“They always say time changes things, but you actually have to change them yourself.”
― Andy Warhol
There are some people that experience tremendously impactful and stressful events that seem to grow from them and quickly. This is what the Polish psychologist Dombrowski termed “Post Traumatic Growth”, the positive mirror of PTSD (Post Traumatic Stress Disorder), where the effects of the event echo in a negative manner for years.
Two people can experience the same event side by side (9/11, chemotherapy, war) and turn out completely different because of how they are raised (those with greater resilience tend towards PTG) and the choices they make from the event forward.
Those who sit in misery tend to compound it. Look at Lt. Dan in “Forrest Gump”: his negative interpretation and outlook compounded until the storm that he chose to use as a cathartic event to begin his healing process. Outwardly Lt. Dan was the same but internally he changed not through time but through his choice.
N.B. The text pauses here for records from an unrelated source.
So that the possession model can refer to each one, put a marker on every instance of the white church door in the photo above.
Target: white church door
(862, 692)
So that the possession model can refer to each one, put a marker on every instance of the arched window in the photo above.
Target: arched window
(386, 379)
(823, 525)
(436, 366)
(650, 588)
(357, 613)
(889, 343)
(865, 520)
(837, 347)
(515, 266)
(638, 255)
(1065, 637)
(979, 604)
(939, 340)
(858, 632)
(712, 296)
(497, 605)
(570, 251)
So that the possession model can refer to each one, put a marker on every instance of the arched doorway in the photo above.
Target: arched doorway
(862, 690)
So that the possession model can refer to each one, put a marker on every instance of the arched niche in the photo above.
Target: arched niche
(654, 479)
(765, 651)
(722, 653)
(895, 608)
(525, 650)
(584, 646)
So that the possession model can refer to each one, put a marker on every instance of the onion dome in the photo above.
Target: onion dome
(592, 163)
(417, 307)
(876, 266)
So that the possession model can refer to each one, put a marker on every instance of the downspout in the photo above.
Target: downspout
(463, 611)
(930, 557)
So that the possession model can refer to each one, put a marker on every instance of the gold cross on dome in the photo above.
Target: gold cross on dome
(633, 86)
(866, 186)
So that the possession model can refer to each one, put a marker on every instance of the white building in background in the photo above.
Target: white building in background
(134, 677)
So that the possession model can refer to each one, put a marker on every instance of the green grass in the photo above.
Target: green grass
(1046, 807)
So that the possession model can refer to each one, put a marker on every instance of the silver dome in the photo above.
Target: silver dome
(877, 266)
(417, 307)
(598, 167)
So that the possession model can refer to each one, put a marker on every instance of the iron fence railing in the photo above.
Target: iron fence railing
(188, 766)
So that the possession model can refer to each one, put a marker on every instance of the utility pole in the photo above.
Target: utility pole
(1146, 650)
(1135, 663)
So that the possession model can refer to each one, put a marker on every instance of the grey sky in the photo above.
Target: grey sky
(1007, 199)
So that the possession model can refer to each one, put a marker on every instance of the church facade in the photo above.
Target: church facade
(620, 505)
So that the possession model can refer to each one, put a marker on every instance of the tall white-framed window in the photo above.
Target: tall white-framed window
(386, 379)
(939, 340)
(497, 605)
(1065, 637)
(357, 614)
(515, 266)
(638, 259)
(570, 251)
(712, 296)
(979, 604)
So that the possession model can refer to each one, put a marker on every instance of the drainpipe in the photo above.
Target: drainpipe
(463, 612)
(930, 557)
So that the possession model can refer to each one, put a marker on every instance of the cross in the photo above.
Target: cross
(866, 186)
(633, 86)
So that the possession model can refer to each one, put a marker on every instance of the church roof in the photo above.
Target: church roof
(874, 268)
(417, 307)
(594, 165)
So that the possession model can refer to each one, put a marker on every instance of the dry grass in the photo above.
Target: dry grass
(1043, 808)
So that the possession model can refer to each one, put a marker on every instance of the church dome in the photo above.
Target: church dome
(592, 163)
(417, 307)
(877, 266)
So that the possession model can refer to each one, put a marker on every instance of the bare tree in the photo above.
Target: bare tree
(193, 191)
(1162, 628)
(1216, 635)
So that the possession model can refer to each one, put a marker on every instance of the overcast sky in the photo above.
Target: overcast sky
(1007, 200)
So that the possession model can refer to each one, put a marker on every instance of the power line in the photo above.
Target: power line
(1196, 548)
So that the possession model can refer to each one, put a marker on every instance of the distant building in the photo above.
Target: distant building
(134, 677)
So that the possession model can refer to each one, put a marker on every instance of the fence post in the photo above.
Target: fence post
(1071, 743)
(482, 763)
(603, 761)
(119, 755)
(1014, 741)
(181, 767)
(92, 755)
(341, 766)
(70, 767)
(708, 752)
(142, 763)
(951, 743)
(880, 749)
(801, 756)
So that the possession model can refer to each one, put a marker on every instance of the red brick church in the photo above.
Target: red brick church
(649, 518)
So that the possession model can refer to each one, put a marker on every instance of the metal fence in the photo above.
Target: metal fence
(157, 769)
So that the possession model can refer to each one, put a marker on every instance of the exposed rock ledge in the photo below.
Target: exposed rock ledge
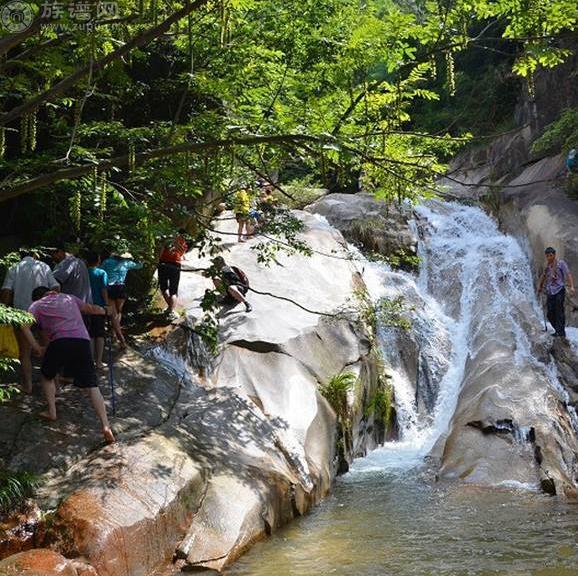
(205, 468)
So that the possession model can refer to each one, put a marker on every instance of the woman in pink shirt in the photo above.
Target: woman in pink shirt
(59, 316)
It definitely is not an easy choice.
It will take ego shattering work.
It takes wrestling with faith and fate.
It takes brutal honesty.
But in choosing to change perspective and then thoughts and actions, the trauma can be converted to a catalyst for growth, converting victim into ultimate victor as Nazi Holocaust survivor and author of “Man’s Search for Meaning” Viktor Frankl embodied. Changing your interpretation of the seminal event requires effort, but ultimately can change the world.